Communities of resistance
Is it possible for local churches to be become communities of resistance and reflection in relation to new technology: places where parents learn how to be good parents in the digital age; where young people learn the risks for the soul of hook ups and abusive sex replacing relationships; where those in mid life make real friendships in the real world as the antidote to isolation; where the shallow dopamine rewards of likes on Instagram are replaced by the inspiration of a worship service; where the listlessness and misery created by doom-scrolling can be transformed by hope, by self discipline and by joy.
Can churches be places where people learn the deep wisdom of being able to recognise truth and authenticity and reality in a world dominated by deep fakes and kindness and gentleness and mercy replace the harsh judgements of our cancel culture? Will we have the vision to apply the lessons in our sermons to the online world as well as the offline world?
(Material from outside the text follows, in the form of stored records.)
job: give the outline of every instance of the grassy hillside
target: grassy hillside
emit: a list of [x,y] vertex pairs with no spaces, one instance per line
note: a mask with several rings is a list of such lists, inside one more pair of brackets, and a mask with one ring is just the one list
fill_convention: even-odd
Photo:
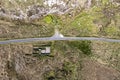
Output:
[[[42,0],[1,0],[0,5],[8,11],[25,11],[37,2],[43,6]],[[120,39],[120,6],[109,0],[92,0],[89,8],[79,6],[65,14],[47,14],[34,20],[0,16],[0,40],[50,37],[55,27],[65,36]],[[32,54],[34,47],[43,44],[51,46],[50,55]],[[43,41],[0,45],[0,80],[120,80],[120,43]]]
[[[50,55],[32,54],[33,47],[48,43]],[[119,80],[119,45],[98,41],[0,45],[1,79]]]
To invite our parishes and our schools into the profound adventure which is authentic Christian discipleship?
Courageous
And the third turn for the Church is to find and use our voice to shape society; to engage; to be courageous.
There is no doubt that AI and technology are shaping our society in the present and will be a shaping force in the future. There will be benefits in medicine; in research; in automation; perhaps in productivity. But there will be many areas where protest and guidance and counter movements are needed to resist the entire shaping of society in the interests of the big technology companies.
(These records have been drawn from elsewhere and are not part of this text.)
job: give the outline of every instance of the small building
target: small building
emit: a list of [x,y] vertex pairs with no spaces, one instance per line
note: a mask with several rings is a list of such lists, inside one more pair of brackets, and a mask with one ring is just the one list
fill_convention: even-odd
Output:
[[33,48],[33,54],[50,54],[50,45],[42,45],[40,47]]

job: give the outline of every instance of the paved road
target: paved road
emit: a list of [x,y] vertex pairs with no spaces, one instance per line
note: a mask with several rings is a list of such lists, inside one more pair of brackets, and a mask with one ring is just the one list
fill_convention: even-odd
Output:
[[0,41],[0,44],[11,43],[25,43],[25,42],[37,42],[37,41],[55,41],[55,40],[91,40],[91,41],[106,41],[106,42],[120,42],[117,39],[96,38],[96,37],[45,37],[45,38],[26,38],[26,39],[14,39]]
Parliament has seen a significant battle this week between on the one hand the creative industries and on the other the interests of Big Tech in the attempts to amend the new Data Use and Access Bill to introduce greater transparency in the training of AI models on others original work. That is just once instance of where the battle lines are being drawn.
Vigilance on AI
The final document issued by Pope Francis in January Antiqua et Nova takes Matthew 13.52 as a guiding text and lists no less than ten areas where Church and Society will need to be vigilant about the effects and benefits of AI:
- Society
- Human relationships
- The economy and labour
- Healthcare
- Education
- Misinformation, deepfakes and abuse
- Privacy and surveillance
- The protection of our common home
- Warfare
- Our relationship with God
The bigger picture
Each of these areas needs investment, reflection, a critique and resistance. The last nine years have taught me that there are very few voices in society able to step back and look at the larger picture of what technology is doing to society. The Churches and the faith communities can and should be one of those voices engaged in this reflection and engaged in campaigning at every level. Over the past year we have seen the power of parental engagement in campaigns on online safety, on children’s mental health and on banning mobile phones from the classroom. As churches we need to be speaking out and also nurturing this careful critique, reflection and resistance.
To return to again to the young people who came to the clergy conference. I don’t think they were wrong to be anxious about the impact of technology on their lives. The Church needs to be watchful and careful in the coming years. I hope these three key turns will provide a framework and a reference point for three turns we need to make.
The first is to turn towards the human and the personal: to be rooted in the contemplative. The second is to develop wisdom and patterns for digital discipleship which are grounded in compassion for our selves and for others. The third is to find and fuse our voice to shape society: to engage; to be courageous.